Unicamente, un’immensa marea d’impegno civile e sociale, frutto di singole personali gocce di sudore, di fatiche intense e immani, d’impegno inconsueto, indescrivibile, una cascata di volontà e dedizione che non conosceva confini, né di orario lavorativo, né di luoghi, né di settori.
Per restare al tema narrativo odierno, il tabacco si appalesava con le sue diffusissime e onnipresenti gallerie di filari, esse stesse intrise di una forza naturale prodigiosamente eccezionale. Giacché i modesti germogli o piantine ricollocati dai vivai nel grembo delle rosse e/o di colore grigio bruno zolle, crescevano, si elevavano sino a raggiungere, talora, l’altezza delle creature umane, uomini, donne, anziani, ragazzi, ragazzini, adolescenti, uno schieramento senza età e senza tempo che accudiva alle piantagioni con amore, a modo suo appassionato, dedicandosi, sperando e, nello stesso tempo, emanando interminabili rosari di stille di sudore.
La storia, o avventura, della coltivazione del tabacco, vengono a mente le sue varietà Erzegovina, Perustizza, Xanti yakà, prendeva abbrivo con l’assegnazione, da parte dei Monopoli di Stato, di un’area prestabilita su cui si poteva piantare, generalmente piccola, quando non sacrificata, secondo le dimensioni delle proprietà agricole dei richiedenti.
Concessione diretta, oppure, nel caso di messa a dimora colturale da svolgersi in regime di mezzadria, indiretta, con la relativa pratica espletata, in tale ipotesi, a cura di grossi proprietari o latifondisti che, a loro volta, trasferivano i permessi ai loro coloni.
A seguire, la semina, con relativi vivai o ruddre contraddistinti anche dalla sistemazione, sui cordoli perimetrali di fertile terra concimata, di centinaia o migliaia di piantine di lattuga (insalata), che in seguito, per, alcuni mesi, avrebbero rappresentato un non trascurabile contributo per la gamma di pietanze delle povere mense contadine.
Poi, la piantagione vera e propria, la zappettatura e, finalmente, il graduale raccolto, partendo, giorno dopo giorno o a brevi intervalli, dalle foglie più basse rispetto al terreno (prima, seconda, terza, quarta, quinta raccolta).

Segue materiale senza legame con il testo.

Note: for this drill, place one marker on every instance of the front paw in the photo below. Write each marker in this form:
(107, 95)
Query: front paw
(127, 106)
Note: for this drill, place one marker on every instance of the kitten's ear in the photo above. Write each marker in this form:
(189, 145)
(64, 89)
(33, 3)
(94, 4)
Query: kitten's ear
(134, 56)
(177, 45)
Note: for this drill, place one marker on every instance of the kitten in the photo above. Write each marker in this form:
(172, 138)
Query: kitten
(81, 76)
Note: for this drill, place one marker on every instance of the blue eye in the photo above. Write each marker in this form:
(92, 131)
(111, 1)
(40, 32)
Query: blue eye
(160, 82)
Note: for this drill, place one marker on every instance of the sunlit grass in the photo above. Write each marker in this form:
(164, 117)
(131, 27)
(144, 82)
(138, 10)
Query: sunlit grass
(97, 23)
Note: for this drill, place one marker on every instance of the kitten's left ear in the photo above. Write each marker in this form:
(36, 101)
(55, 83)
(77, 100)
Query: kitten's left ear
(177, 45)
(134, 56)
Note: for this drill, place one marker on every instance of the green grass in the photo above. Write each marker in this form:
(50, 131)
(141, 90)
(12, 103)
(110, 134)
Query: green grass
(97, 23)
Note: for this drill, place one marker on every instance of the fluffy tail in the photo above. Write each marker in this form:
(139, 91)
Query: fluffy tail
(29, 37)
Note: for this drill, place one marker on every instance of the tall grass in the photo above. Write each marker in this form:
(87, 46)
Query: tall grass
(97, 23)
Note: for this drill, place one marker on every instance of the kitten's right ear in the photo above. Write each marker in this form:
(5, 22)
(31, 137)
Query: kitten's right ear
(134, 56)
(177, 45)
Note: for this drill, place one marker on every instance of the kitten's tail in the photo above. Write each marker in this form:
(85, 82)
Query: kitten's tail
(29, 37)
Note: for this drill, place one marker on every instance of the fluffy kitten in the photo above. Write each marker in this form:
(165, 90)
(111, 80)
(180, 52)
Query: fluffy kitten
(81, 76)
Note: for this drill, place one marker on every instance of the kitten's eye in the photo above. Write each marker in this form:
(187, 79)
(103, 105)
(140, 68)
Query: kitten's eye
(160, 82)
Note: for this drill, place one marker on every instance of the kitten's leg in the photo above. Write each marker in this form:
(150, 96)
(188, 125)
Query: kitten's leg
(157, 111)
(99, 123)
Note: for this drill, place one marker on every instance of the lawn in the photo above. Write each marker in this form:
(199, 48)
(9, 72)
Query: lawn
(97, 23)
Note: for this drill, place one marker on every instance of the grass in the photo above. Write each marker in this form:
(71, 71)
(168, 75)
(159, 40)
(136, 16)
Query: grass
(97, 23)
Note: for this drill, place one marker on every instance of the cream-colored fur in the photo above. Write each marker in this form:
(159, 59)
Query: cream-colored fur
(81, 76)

Intanto si susseguivano le stagioni, arrivando ad abbracciare, fra semina e raccolto, una buona metà del calendario, ossia a dire l’arco da fine gennaio ai primi di agosto.

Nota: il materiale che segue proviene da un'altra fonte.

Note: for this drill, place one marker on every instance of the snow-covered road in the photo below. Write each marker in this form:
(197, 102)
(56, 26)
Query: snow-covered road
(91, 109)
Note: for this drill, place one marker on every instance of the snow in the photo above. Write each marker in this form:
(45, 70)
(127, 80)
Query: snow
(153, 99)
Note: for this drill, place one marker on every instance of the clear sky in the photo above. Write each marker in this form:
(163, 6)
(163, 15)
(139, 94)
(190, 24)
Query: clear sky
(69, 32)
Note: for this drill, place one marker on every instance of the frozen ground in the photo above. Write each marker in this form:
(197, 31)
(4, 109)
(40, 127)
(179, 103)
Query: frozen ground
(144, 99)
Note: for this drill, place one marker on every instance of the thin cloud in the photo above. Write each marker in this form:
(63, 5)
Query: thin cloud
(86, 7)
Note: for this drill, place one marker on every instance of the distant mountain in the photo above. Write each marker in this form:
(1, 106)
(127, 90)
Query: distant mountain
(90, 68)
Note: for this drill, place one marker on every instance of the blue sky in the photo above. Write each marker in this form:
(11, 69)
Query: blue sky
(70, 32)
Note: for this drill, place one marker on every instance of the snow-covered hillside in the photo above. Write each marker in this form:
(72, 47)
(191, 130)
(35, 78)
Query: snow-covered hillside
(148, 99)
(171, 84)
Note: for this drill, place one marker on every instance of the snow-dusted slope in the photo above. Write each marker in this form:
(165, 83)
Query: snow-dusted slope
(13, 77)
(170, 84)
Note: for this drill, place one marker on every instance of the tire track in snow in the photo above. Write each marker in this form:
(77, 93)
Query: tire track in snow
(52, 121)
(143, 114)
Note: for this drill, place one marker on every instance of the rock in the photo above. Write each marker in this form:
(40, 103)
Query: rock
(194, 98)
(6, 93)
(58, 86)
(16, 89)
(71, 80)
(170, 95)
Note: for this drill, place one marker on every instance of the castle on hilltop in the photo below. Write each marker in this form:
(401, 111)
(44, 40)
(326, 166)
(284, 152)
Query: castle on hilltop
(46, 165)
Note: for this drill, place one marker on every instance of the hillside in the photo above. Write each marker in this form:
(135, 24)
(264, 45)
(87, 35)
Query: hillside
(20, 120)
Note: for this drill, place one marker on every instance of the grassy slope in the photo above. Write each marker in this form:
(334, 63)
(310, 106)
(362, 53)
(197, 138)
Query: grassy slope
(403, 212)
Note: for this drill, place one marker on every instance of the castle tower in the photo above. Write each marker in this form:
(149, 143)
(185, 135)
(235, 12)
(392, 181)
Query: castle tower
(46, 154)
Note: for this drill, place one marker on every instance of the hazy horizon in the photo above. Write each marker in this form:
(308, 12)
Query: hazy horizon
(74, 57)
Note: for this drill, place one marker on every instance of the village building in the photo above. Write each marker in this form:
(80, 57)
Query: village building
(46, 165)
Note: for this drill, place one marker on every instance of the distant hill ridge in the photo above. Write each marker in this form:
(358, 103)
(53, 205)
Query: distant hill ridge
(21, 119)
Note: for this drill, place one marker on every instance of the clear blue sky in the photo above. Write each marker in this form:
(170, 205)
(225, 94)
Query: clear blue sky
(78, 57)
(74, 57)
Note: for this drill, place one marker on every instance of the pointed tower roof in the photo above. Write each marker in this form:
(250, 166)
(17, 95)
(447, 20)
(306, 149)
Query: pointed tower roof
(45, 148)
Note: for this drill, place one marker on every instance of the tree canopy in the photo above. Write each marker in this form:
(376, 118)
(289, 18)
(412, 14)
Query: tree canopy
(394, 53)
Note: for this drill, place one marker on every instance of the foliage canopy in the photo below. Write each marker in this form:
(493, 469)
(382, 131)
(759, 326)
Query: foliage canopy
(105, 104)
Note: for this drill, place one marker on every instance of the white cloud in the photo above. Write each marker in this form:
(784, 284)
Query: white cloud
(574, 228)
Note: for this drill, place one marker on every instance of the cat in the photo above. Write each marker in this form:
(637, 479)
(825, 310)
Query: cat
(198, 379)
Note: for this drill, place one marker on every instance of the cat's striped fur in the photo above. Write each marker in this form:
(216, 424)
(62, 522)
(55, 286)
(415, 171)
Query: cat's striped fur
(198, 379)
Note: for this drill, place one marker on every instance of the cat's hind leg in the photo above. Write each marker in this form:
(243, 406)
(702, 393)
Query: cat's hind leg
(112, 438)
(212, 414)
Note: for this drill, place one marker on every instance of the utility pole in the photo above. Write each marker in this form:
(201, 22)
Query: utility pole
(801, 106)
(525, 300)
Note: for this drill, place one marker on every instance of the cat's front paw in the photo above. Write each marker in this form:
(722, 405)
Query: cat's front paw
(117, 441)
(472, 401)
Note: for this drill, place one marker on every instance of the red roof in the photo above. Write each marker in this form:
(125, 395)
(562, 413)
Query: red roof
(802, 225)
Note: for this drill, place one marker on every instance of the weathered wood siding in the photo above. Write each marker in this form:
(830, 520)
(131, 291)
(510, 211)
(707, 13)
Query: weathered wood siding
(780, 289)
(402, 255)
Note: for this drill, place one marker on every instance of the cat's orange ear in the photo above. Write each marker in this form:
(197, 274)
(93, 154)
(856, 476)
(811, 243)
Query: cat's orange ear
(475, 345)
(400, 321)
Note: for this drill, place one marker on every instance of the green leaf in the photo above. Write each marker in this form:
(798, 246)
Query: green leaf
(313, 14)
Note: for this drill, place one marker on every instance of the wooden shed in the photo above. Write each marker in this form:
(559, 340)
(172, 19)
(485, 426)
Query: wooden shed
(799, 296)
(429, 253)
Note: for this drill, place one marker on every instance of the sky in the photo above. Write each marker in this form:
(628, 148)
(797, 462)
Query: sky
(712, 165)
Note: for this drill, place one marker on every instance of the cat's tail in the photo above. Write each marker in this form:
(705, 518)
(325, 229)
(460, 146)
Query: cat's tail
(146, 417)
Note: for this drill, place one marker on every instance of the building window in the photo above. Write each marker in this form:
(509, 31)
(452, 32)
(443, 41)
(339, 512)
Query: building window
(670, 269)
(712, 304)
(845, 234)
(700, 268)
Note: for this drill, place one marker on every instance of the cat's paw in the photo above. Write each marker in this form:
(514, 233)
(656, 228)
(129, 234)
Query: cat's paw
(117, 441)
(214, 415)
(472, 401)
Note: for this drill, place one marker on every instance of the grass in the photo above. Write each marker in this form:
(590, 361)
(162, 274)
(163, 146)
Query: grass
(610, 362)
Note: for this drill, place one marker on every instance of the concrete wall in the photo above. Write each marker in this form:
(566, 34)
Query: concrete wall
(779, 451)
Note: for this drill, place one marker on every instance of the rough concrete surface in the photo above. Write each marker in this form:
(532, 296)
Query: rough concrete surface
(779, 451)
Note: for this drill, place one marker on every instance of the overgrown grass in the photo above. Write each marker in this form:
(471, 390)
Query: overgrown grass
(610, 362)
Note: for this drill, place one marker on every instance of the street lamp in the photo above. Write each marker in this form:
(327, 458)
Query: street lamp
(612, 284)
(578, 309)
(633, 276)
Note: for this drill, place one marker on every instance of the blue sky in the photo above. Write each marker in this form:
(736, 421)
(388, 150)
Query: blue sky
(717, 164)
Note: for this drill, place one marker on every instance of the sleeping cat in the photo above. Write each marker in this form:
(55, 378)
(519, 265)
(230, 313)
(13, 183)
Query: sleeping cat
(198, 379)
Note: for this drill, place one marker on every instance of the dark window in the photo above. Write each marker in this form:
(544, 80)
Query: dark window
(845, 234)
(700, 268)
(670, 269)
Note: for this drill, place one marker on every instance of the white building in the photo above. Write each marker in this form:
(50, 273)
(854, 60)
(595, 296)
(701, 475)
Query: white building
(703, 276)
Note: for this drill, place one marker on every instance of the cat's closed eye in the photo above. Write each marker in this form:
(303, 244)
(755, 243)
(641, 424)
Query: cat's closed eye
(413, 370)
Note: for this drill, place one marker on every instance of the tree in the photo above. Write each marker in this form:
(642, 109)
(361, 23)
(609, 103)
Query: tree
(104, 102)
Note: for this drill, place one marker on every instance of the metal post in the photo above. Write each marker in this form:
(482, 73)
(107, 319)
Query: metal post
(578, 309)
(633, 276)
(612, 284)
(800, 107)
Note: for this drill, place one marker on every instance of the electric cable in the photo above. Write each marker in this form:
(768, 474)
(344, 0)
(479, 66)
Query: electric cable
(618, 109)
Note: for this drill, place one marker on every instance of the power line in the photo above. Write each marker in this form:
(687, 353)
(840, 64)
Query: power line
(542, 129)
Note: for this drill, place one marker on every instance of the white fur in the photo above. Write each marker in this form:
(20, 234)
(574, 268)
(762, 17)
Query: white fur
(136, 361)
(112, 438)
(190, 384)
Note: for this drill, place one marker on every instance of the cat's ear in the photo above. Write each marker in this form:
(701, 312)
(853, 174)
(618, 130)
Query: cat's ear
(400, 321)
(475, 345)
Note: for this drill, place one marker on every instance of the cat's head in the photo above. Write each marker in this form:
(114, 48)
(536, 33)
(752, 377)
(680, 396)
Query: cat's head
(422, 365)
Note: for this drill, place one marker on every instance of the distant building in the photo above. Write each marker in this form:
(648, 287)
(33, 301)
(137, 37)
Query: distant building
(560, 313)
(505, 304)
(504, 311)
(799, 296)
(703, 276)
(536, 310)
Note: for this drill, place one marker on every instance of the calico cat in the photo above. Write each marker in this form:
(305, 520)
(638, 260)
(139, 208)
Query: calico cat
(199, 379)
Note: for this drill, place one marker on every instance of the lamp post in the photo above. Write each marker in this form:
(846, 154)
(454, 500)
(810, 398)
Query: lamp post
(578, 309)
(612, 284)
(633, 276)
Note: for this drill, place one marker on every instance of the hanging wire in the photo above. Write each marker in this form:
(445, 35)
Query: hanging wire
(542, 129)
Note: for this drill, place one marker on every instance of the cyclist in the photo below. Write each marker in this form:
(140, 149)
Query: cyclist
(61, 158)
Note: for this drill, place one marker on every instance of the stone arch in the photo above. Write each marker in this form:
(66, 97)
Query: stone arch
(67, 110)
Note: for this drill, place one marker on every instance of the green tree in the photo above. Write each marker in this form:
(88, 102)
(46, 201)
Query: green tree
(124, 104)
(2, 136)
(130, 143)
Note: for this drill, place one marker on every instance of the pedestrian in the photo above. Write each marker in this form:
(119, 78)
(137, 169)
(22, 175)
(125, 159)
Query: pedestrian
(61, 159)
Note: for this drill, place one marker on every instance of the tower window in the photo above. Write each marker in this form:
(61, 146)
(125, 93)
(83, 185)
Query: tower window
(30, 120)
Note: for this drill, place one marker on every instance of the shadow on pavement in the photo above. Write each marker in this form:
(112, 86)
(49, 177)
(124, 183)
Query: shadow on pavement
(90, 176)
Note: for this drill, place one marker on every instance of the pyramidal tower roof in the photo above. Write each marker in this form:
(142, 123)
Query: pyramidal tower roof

Non sembri retorica, ma, con nostalgia ed emozione, si potrebbe fare un accostamento approssimativo rispetto all’umana gestazione.
In fondo, così come dal seme dei padri e dal grembo femminile si attendeva, come tuttora si aspetta, lo sbocciare e l’arrivo di una creatura sana e bella, parimenti dalla semina del tabacco si restava in attesa, con fiducia e ansia, del germoglio e della crescita di piante/foglie belle, sane, forti e fruttuose.
Un vero e proprio impegno a doppia ripresa, sempre all’insegna della fatica, consisteva nello stacco, di buon mattino, immediatamente dopo l’alba, delle foglie verdi e ancora umide di rugiada dagli steli delle piante, badando a rispettare rigorosamente la platea dei filari; quindi, da metà mattinata, nell’infilaggio delle medesime in lunghe, piccole lance (cuceddre) per la formazione di pesanti file/assemblaggi, che, appese man mano a rudimentali telai di legno (talaretti o tanaretti), sarebbero state a lungo fatte essiccare sotto il sole.
Non senza saltuari interventi delle persone accudenti, sotto forma di corse sfrenate, di fronte a pericoli o imminenza di acquazzoni, onde trasportare le anzidette attrezzature e i preziosi contenuti al coperto di capannoni o rifugi rurali.
Una volta, il prodotto, divenuto secco, con le file si formavano i chiuppi, per rendere l’idea, una specie di grossi caschi di banane, tenuti appesi, per un’altra maturazione o stagionatura del tabacco, ai soffitti dei locali. E, alla fine, lo stivaggio del tutto in grosse casse di legno e la loro consegna, per la lavorazione finale delle foglie, alle “manifatture” o magazzini, in genere gestiti, dietro concessione da parte dei citati Monopoli di Stato, a cura di operatori abbienti, soprattutto proprietari terrieri, dei vari paesi.
All’interno dei magazzini, le donne, in certi casi dalla giovanissima età e sino a raggiungere ragguardevoli carichi di primavere, dopo le fatiche richieste dalla coltivazione e dall’infilaggio delle foglie verdi, riprendevano a lavorare a giornata per due/tre mesi l’anno.
Così, fra una stagione del tabacco e la successiva, si procreavano figli, si stipulavano fidanzamenti e celebravano matrimoni, grazie anche ai nuovi “frabbichi” (case di abitazione), per i giovani maschi, e ai corredi, per le femmine, realizzati proprio mediante i sudati profitti che era dato di trarre dalla coltivazione e vendita del tabacco.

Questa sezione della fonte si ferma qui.